When installing a twin wall system you will nearly always want to start from the bottom and from here work your way up, as the straightest way is the most efficient way for a chimney system.
It is important to always calculate the chimney system before you start, this can be done your self or we can do this for you using our twin wall calculation software. Often the most efficient route if the stove is against an external wall is to go out through the wall and straight up and around the soffits.
Fitting a Twin Wall Rigid Chimney system going out through the wall
As stated already when planning and installing a twin wall system we start from the bottom and go up.
So the first step is to Lay the hearth, as discussed this can be a 12mm hearth as long as you are using a Stove that is 12mm hearth compatible.
Next, we position the stove so as to ensure it is the correct distances away from combustibles and that it has a minimum 225mm in front of the stove for spillage we recommend 300mm where possible.
From here we can work out exactly where we want the stove to go through the wall by building up the first few components such as the stove to twin wall starter piece, the first length and then the elbow. From here you can see the line that the pipe will need to take to exit the wall at a 45-degree angle.
Remove the starter components and position the wall sleeve over your marks, draw around the wall sleeve , cover up the stove or remove fully and drill holes around the wall sleeve at a 45-degree angle , this will give you the perfect hole if you’re not sure on your angles then you can always ask someone to hold the wall sleeve next to where you are drilling to help you. You will need a powerful drill with a long drill bit to keep the angle going through the two skins of brickwork and the cavity,
I find that it is worth going out in one or two places fully such as the top and the bottom and then remarking from the outside and doing the hole from there, this way you won’t chip off too much brickwork, we use a décor ring on both sides to hide the imperfections but they only give you a few inches for mistakes.
Once the hole is made, check that the wall sleeve will fit and then put the stove back and build the twin wall system up and out through the hole,
be sure to check that everything is level before you start adding brackets to the outside wall, the bottom bracket taking most of the weight needs to be a table bracket.
From here you can build up your twin wall system quite easily by putting brackets up as you go, you might need 2 more 45-degree bends and different length brackets if you are going around the soffits.
Be careful when attaching to the facias as they can we weak if there is nothing behind them, you might find that you need to use a bracing bracket from the roof if the height is over 2m unsupported depending on your system specifications.
Once the twin wall chimney is up and well suported you can fill in the hole using bits of brick and waterproof mortar to whether it in, it is also worth using a decor plate to cover up the hole and this also helps with water penetration if sealed up well with clear heatproof adhesive.
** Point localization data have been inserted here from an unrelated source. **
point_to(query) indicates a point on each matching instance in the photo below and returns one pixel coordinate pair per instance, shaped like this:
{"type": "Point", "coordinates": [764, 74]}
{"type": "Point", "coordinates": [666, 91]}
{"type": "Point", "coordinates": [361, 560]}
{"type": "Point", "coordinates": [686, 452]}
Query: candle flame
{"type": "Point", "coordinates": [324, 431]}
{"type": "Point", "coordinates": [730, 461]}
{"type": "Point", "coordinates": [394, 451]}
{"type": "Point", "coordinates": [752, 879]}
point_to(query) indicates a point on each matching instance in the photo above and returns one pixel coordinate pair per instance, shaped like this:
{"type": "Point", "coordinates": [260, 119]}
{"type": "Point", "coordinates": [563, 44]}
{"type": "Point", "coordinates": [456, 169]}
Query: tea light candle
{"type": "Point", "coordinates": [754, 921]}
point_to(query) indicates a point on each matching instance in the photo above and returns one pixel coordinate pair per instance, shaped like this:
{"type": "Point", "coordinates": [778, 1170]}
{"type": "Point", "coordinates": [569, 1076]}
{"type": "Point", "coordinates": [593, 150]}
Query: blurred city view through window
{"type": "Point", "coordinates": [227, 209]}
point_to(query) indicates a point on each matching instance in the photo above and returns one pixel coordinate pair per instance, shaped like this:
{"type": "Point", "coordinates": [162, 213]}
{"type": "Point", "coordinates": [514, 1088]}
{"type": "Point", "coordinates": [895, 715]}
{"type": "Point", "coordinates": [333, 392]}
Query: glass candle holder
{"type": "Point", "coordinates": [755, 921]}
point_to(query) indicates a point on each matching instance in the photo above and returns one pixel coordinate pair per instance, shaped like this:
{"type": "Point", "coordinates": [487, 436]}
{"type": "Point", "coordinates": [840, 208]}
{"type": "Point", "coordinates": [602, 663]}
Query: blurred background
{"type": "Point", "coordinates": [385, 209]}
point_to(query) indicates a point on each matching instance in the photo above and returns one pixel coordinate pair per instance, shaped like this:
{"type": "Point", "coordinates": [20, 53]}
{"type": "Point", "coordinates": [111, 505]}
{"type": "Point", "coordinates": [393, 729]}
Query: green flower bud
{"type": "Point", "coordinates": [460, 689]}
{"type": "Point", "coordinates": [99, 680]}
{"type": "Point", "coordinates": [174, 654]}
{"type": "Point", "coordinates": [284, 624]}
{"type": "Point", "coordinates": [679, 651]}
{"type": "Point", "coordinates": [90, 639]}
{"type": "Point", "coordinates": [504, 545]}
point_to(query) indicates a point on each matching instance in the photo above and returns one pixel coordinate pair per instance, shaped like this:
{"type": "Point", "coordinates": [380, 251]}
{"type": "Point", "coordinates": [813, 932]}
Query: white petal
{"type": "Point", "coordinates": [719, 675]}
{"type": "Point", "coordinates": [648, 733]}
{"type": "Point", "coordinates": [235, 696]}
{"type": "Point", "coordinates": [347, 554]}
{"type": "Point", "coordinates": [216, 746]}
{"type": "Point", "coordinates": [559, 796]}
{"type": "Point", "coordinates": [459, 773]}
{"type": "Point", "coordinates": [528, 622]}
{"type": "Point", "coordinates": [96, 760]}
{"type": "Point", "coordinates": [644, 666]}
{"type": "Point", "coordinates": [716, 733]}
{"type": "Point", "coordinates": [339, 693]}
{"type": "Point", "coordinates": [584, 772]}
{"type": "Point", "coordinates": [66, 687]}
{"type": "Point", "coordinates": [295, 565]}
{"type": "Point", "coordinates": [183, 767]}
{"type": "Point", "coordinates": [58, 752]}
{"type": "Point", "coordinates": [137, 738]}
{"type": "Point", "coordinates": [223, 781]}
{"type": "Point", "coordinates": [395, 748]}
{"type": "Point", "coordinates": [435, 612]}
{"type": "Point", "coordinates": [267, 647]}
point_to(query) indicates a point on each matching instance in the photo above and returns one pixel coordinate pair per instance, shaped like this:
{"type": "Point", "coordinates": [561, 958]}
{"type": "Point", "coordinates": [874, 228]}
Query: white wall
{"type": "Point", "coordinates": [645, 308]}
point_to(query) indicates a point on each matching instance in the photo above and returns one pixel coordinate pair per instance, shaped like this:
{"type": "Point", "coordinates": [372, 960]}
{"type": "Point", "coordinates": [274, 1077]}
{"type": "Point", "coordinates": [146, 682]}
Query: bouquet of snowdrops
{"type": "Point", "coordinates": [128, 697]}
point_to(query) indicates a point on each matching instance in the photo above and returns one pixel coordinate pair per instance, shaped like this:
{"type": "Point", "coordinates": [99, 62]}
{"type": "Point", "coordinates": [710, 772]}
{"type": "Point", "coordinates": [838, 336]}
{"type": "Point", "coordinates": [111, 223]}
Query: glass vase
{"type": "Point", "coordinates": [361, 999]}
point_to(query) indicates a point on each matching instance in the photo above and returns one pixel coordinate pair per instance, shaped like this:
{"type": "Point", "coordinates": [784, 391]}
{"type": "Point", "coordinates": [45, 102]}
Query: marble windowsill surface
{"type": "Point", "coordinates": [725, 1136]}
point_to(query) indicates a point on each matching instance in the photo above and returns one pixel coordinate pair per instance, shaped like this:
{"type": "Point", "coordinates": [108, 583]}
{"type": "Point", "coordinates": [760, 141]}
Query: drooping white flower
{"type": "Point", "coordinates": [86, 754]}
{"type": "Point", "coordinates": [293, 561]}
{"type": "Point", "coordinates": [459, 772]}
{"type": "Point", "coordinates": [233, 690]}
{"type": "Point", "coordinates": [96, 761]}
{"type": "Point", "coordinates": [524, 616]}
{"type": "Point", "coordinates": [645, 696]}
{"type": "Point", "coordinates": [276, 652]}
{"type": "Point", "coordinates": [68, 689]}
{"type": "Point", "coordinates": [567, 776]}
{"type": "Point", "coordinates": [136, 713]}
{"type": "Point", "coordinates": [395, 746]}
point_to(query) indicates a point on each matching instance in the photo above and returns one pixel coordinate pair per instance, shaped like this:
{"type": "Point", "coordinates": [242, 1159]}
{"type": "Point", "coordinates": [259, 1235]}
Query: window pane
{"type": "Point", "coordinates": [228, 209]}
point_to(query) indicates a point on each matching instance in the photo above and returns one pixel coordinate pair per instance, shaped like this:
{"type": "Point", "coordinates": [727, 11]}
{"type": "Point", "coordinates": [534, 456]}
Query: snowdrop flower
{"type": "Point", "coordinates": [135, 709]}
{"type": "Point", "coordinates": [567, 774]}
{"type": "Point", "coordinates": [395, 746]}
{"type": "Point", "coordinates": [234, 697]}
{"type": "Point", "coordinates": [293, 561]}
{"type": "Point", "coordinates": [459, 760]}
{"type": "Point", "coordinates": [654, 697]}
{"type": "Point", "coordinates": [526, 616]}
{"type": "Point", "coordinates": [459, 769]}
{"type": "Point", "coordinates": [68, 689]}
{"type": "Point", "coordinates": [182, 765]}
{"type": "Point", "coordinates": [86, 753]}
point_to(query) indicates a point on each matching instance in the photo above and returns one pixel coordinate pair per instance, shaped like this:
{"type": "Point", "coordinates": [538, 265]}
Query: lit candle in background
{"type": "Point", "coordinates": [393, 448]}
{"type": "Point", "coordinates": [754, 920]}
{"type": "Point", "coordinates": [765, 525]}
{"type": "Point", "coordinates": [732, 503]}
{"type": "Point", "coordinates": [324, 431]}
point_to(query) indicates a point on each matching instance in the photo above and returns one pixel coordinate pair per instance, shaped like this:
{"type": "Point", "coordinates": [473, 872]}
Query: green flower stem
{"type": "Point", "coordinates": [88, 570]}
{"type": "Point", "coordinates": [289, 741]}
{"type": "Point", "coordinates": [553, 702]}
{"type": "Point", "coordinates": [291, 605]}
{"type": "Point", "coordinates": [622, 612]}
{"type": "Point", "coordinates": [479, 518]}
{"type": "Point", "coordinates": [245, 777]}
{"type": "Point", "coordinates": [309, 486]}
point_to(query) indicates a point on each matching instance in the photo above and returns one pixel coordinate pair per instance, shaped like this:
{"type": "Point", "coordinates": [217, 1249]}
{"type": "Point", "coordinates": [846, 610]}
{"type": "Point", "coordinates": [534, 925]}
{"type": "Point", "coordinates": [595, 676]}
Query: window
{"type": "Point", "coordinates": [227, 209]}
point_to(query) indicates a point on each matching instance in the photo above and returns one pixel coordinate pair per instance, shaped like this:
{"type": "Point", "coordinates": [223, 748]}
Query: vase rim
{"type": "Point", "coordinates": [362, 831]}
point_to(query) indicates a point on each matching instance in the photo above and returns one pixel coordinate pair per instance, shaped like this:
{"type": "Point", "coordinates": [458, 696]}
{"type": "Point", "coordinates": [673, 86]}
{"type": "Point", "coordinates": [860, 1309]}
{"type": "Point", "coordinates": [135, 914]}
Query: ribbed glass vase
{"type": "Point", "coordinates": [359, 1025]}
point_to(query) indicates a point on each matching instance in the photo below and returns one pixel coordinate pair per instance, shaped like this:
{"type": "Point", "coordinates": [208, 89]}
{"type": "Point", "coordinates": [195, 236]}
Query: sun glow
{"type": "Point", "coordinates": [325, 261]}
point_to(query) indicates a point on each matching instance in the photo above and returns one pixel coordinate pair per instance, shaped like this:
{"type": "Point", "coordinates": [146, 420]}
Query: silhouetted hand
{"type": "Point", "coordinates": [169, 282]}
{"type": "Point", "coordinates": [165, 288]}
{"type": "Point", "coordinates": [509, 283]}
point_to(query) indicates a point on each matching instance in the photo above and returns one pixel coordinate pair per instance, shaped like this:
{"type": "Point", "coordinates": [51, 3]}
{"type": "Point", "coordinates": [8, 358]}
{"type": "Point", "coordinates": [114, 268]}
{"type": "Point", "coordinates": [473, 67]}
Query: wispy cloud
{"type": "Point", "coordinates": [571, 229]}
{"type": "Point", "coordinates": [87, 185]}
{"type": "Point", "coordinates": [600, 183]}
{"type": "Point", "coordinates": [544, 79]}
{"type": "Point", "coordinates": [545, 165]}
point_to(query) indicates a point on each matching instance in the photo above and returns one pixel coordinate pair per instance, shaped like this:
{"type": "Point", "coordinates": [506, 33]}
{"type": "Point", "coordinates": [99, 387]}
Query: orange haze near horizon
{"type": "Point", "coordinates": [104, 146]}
Fitting a Twin wall Rigid Chimney system going straight up through the house
Going straight up through the house if it’s on the bottom floor can be quite a bit more work. You might have two floors to go through and also a roof if it’s a 2 story house but then again it might just be a single roof if it’s a kitchen extension or a conservatory.
Going through a ceiling you will need to be aware of where the joists are as you will want to avoid these if possible. It might be necessary to cut and support a joist but it’s not something you should attempt unless you know what you are doing.
When going through a roof or ceiling you will need a vent fire support as well as ceiling and rafter supports.
Coming through the roof again is a very precise activity, you most certainly don’t want a leak or worse a fire in the loft.
It’s worth bearing in mind that when you pass through a level you will often need to re-route your pipe to go through the next set of rafters. To do this two 45degree bends will come in handy.
You will need a rafter support to secure the pipe while going through the roof. Where possible its best to find the area that you need to go through from the inside and then with the help of a screwdriver pushed though the felt go around onto the roof and remove the tiles.
Once you have the area cleared you can add the flashing over the pipe If you use a flexible flashing and storm collar then you will find that the roof angle doesn’t need to be an exact match whereas a lead flashing has a lot less room for movement. A flexible flashing also will give a tighter seal.
Seal with heat prof silicone and cut and replace the tiles.